The trails-admin UI (ADR-0019, M10) gains a Credentials panel:

  • Issued credentials: list with type, subject, issuance date, expiry, verification status.
  • Received credentials: credentials presented by remote peers or agents, with verification result.
  • Verification log: timestamped log of all verification attempts (success/failure/reason).
  • Credential statistics: counts by type, issuer, expiry distribution, verification failure rate.

Non-goals

  • Not a full identity provider. Trails issues and verifies VCs; it does not manage user accounts, passwords, or OIDC flows.
  • No DIDComm messaging. Agent-to-agent secure messaging is a separate concern (future ADR).
  • No blockchain anchoring. If an app needs blockchain-anchored proofs, it can use an external anchoring service and reference the anchor in the credential. The framework does not embed a blockchain client.
  • No credential revocation registry in v1. Revocation requires a distributed status mechanism (StatusList2021 or similar). Planned for v2 of this feature. V1 credentials have an expirationDate but no real-time revocation.
  • No wallet management UI. Credential storage is KG-native (named graph); end-user wallet UX is out of scope.

Dependencies

ADR Relationship
ADR-0011 (DIDs) Issuer/subject/holder identity; DID resolution for proof verification
ADR-0009 (PROV-O) Provenance integration; AuditTrailCredential wraps PROV-O traces
ADR-0006 (Cedar) Credential-gated policies; principal.credentials in Cedar context
ADR-0023 (Federation) Trust levels; credential requirements for cross-instance queries
ADR-0027 (Baselines) Credential requirements declared in baseline config

Consequences

Positive

  • Unique positioning. No other KG framework ships VC issuance/verification as a core primitive. The DID + PROV-O + VC combination is a genuine differentiator.
  • Regulatory readiness. GDPR data provenance, EU AI Act model cards, and supply chain attestations become first-class features rather than bolt-on integrations.
  • Federation trust.
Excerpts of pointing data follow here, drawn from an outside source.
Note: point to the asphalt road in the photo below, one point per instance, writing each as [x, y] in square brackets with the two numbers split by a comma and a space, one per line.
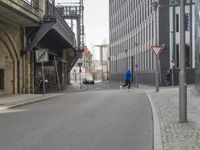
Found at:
[91, 120]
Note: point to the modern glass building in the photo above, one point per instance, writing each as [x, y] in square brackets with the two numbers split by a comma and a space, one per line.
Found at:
[197, 17]
[134, 27]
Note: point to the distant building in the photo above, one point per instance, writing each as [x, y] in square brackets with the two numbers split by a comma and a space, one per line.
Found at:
[134, 29]
[78, 73]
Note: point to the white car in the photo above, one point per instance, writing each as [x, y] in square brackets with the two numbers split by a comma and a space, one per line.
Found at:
[88, 80]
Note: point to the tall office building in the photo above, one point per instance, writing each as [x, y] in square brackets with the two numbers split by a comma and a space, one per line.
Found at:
[135, 26]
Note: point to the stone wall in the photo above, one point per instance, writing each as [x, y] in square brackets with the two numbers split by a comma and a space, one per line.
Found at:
[9, 53]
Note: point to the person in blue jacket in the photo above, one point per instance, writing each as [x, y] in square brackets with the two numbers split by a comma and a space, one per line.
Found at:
[127, 79]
Cross-instance queries gain cryptographic trust anchors beyond TLS. Peers can require verifiable attestations, not just authentication.
  • Agent trust. Agents carry machine-verifiable credentials proving their capabilities and authorization — critical for multi-agent systems where trust is earned, not assumed.
  • Zero LLM dependency. The entire credential stack is pure cryptography + JSON-LD. No cost, no latency, no model risk.
  • Standards-aligned. VC 2.0 is a W3C Recommendation; the framework avoids inventing a proprietary trust format.

Negative

  • Complexity budget. VCs add a new concept that developers must understand. Mitigated by: sensible defaults (credentials optional unless policy requires them), CLI tooling for issuance/verification, admin UI for visibility.
  • Key management burden. Issuing VCs requires signing keys. Mitigated by: did:key works with any Ed25519 keypair (same keys used for biscuit tokens per ADR-0010); trails new can scaffold a keystore.
  • JSON-LD processing overhead. VC 2.0 is JSON-LD native; expansion and compaction have non-trivial cost. Mitigated by: caching context documents; using pyld with a preloaded context cache; benchmarking against NFR-Perf1 thresholds.
  • Selective disclosure complexity. SD-JWT or BBS+ for selective disclosure is cryptographically complex. Resolved: Phase 4 ships Ed25519SelectiveDisclosure2020 — salted SHA-256 field hashes with an optional Ed25519 signature over the full hash set. No BBS+ dependency; full ecosystem maturity not required. Verifiers check disclosed fields against their hashes; redacted fields are provably included without being revealed.

Revisit conditions

  • If VC 2.0 adoption stalls and a competing format (e.g., SD-JWT without VC wrapper) gains dominant traction, consider supporting both or switching.
  • If a future W3C VC standard mandates BBS+ or SD-JWT, add it as an additional proof type alongside Ed25519SelectiveDisclosure2020; no breaking change required since proof types are negotiated per-credential.
  • If the did:keydid:jwk migration in the DID ecosystem completes, update default proof types accordingly.
  • If revocation needs arise before v2, fast-track StatusList2021 integration.